BLUEFIELD, Va. —
The leadership of the Bluefield School of Dentistry opened positive channels of communication with the Southwest Virginia dental community last week, and emerged energized from a day of meetings that appeared to clear up some misunderstandings concerning the school’s mission and its role in the regional dental care community.
“It has been a day of great conversations and we’re all thankful that the conversations went the way they did,” Dr. David Olive, BC president said following a day-long series of meetings in Bluefield, Va., and Wytheville, Va. “Today allowed us to have the communications with the Virginia Dental Association and the VDA Southwest Virginia Region that we would have liked to have had much earlier.”
Olive explained that the college and Tazewell County Board of Supervisors kept much of the initial stages of the dental school vetting process under wraps because of the highly competitive process of locating a dental school in the region. He said that some other Southwest Virginia communities as well as at least one out-of-state institution were considering the same kind of a development.
“It was competitive with other areas,” Jim Spencer, Tazewell County administrator said. “We had to keep our ducks in a row before we were prepared to make an announcement. Because of the competition, we had to keep it hush-hush.

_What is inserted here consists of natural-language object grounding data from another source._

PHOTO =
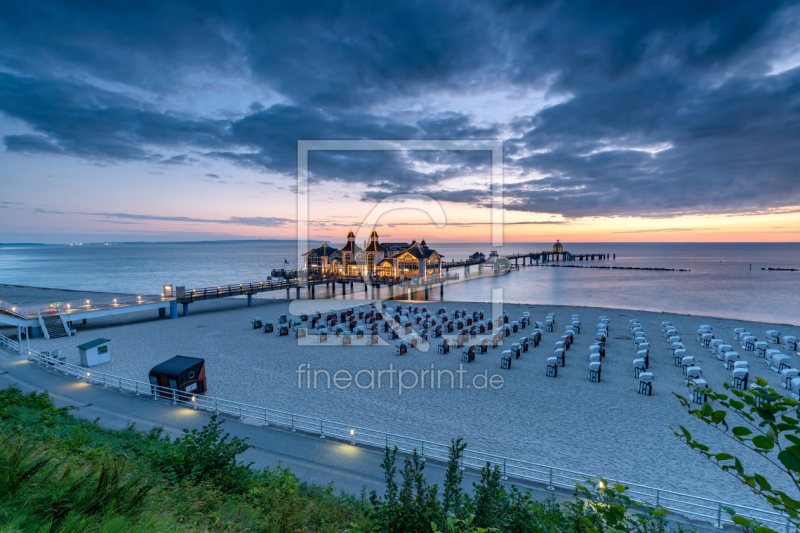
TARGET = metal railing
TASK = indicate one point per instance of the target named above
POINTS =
(550, 476)
(74, 306)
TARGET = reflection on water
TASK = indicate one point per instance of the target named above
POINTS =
(721, 281)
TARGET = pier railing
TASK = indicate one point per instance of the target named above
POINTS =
(74, 306)
(549, 476)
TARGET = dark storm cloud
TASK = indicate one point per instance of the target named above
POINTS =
(666, 108)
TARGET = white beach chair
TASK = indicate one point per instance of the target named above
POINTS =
(646, 383)
(638, 367)
(780, 361)
(740, 378)
(693, 373)
(700, 394)
(773, 336)
(730, 359)
(787, 375)
(790, 342)
(552, 367)
(761, 349)
(594, 371)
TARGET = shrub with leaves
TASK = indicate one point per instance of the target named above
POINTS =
(765, 423)
(207, 454)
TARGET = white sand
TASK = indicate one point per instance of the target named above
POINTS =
(606, 428)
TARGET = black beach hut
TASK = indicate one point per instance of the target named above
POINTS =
(181, 373)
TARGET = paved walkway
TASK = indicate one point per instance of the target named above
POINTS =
(314, 460)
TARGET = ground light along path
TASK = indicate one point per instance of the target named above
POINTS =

We wanted it to be located here in Tazewell County, so we worked hard on it before the public announcement.”
On Friday morning, Spencer, Olive and other BC representatives as well as Charles Stacy, Eastern District representative with the Tazewell County Board of Supervisors had a breakfast meeting with Dr. Kirk M. Norbo, D.M.D., president of the Virginia Dental Association.
“It was a very positive meeting,” Stacy said. “I think it cleared up a lot of Dr. Norbo’s concerns. It was just a positive meeting all around.”
Later in the day, Olive and Spencer addressed members of the VDA Southwest Virginia Region in Wytheville.
“It was, I think, a very fruitful 3-hour meeting,” Olive said. “There were close to 100 dental professionals attending the meeting. That setting gave us a better opportunity to tell our story. Our goal is to hold costs down and where we have clinics closed in communities, to get them staffed again. We want to work with the dental professionals of the region to improve the oral health of everybody here. We feel it’s a win-win for everyone. The opportunity here is so unique.”
Olive said that the BC School of Dentistry hopes to follow the successful models that the Appalachian School of Law and the Appalachian College of Pharmacy have brought success to those two institutions of higher learning. He said that the clinical facilities of the region can all work together to achieve shared goals.
“It was a great afternoon of sharing,” Olive said of the meeting in Wytheville.